By Katherine Sadaniantz
There is no beauty in death. A human’s death is not just a catalyst for hurt, but hurt itself. There is no beauty in death.
However, there are economic and political rewards in death. One person’s death may entail another’s gain: of land, capital or social status. In the early 1900s, The Young Turks, the agents of the Armenian Genocide, sought these rewards via the 1.5 million deaths of the Armenians. As a result of the genocide, Armenia lost 85 percent of its historical territory, and the Armenians no longer seemed to pose a threat to the Ottoman Empire. The small but vibrant Christian nation was seemingly subdued by the sprawling hand of an undeniably violent imperialism operating under the banner of Islam.
In the face of such paralyzing statistics and countless tales of elaborately organized inhumanity, why has Turkey not admitted to the systematic killing of Armenians, instead naming these deeds and deaths the results of war? This is because Turkey has too much to lose — land, wealth and the already-unsteady reputation they maintain in the global political world. And why has America, the self-delegated force of democracy and freedom, not recognized this genocide? It is because the government believes it cannot afford to jeopardize its relationship with the government of Turkey, a powerful ally. In the face of military or monetary negotiations of power, it finds itself unable to recognize the victims the way they deserve.

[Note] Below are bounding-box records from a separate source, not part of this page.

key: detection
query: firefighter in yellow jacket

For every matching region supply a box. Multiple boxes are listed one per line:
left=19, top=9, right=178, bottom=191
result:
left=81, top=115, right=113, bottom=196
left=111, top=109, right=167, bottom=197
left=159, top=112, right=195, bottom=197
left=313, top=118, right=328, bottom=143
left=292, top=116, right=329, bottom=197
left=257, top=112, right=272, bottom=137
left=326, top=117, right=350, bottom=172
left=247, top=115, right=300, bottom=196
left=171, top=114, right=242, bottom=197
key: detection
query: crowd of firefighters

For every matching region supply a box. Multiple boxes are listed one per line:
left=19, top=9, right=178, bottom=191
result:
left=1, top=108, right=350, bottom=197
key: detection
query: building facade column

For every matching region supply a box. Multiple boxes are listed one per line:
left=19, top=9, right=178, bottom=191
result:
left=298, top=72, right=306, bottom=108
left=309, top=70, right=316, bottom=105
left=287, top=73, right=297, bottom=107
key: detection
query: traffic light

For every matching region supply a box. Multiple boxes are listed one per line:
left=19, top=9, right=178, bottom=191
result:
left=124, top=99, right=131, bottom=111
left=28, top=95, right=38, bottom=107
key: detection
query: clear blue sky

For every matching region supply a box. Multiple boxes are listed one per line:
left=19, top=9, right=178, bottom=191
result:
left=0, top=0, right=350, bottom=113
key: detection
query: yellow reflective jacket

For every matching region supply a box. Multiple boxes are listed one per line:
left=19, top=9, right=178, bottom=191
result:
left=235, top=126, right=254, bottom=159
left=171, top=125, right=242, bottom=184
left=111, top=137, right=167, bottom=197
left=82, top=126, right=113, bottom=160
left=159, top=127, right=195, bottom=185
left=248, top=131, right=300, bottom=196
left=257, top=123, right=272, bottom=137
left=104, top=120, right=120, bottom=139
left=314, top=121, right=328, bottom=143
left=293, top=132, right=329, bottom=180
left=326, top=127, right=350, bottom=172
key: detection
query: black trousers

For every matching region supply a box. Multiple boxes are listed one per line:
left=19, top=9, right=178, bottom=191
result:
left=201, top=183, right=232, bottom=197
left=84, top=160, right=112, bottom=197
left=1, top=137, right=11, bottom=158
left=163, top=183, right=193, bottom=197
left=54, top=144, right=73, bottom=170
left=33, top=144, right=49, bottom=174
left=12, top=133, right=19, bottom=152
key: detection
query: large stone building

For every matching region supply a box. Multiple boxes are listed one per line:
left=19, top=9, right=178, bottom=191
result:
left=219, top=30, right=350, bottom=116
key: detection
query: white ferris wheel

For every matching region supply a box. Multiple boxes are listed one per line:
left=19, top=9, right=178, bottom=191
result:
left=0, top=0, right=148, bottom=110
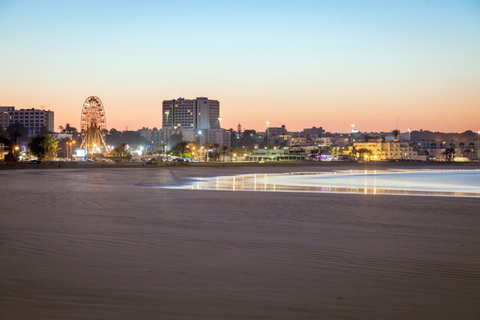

There is no beauty in death. Armenians have been systematically oppressed for a hundred years through the denial of a part of history too weighty for any single man, nation or diaspora to grieve alone. In turn, this denial has conveniently eased the way toward numerous genocides across a variety of peoples and cultures.
For those still enabled by rights of free speech and action, there is the potential to, if not erase these deaths, honor the lives that preceded them; to deny Adolf Hitler’s cry, “Who, after all, speaks today of the annihilation of the Armenians?” There is the potential to deny the notion that economic and political benefits supersede humane actions; to deny the casualness that a term like “war casualties” implies, to deny the careless romanticization of death — to remember that death is crippling, deafening, and starkly silent.
There is no beauty in death: of a person, of a people, of principles or peace. But there is beauty in life. Before returning to school from Easter break, I skipped rocks with my father at the edge of the ocean and my father told me of his own teacher: a family friend from Paris, who returned to his homeland after years of exile, and stood at the edge of his native waters to waste time like he did in his boyhood — that is, before those affiliated with the Young Turks executed his parents and seized his home. In the face of certain death, this man lost his innocence, but retained his life.
Despite his first-hand account of witnessing death, and the pain of the decades of denial that followed, he continued to live. In teaching my father to skip stones, he taught my father that there are two parts to survival, and that the latter is the greater: an avoidance of death, and then a courageously continued life. Now across the generations, it is through his life that, on that spring day, I experienced the world’s beauty.
So on this 100th anniversary of the Armenian Genocide, do not forget the far too many deaths of the far too innocent. Do not forget the deaths, but remember the Armenians. Remember the Armenians as persons so eagerly filling your place at the table with dolmas and bureks before dinner has even started. Remember the Armenians as persons who wrote poetry as Saroyan did, or revolutionized the orchestra as Khachaturian did, or who continue to inspire the imagination through film as Egoyan does.
Remember the Armenians, as persons who — at the very whisper of their native music — clasp pinkies and begin to dance until they gasp for breath amid boisterous words and roaring laughter. Remember the Armenians in death, but remember them in life — as persons who still have so much to give to the world. Listen to them; mourn with them and skip rocks with them. Set them free.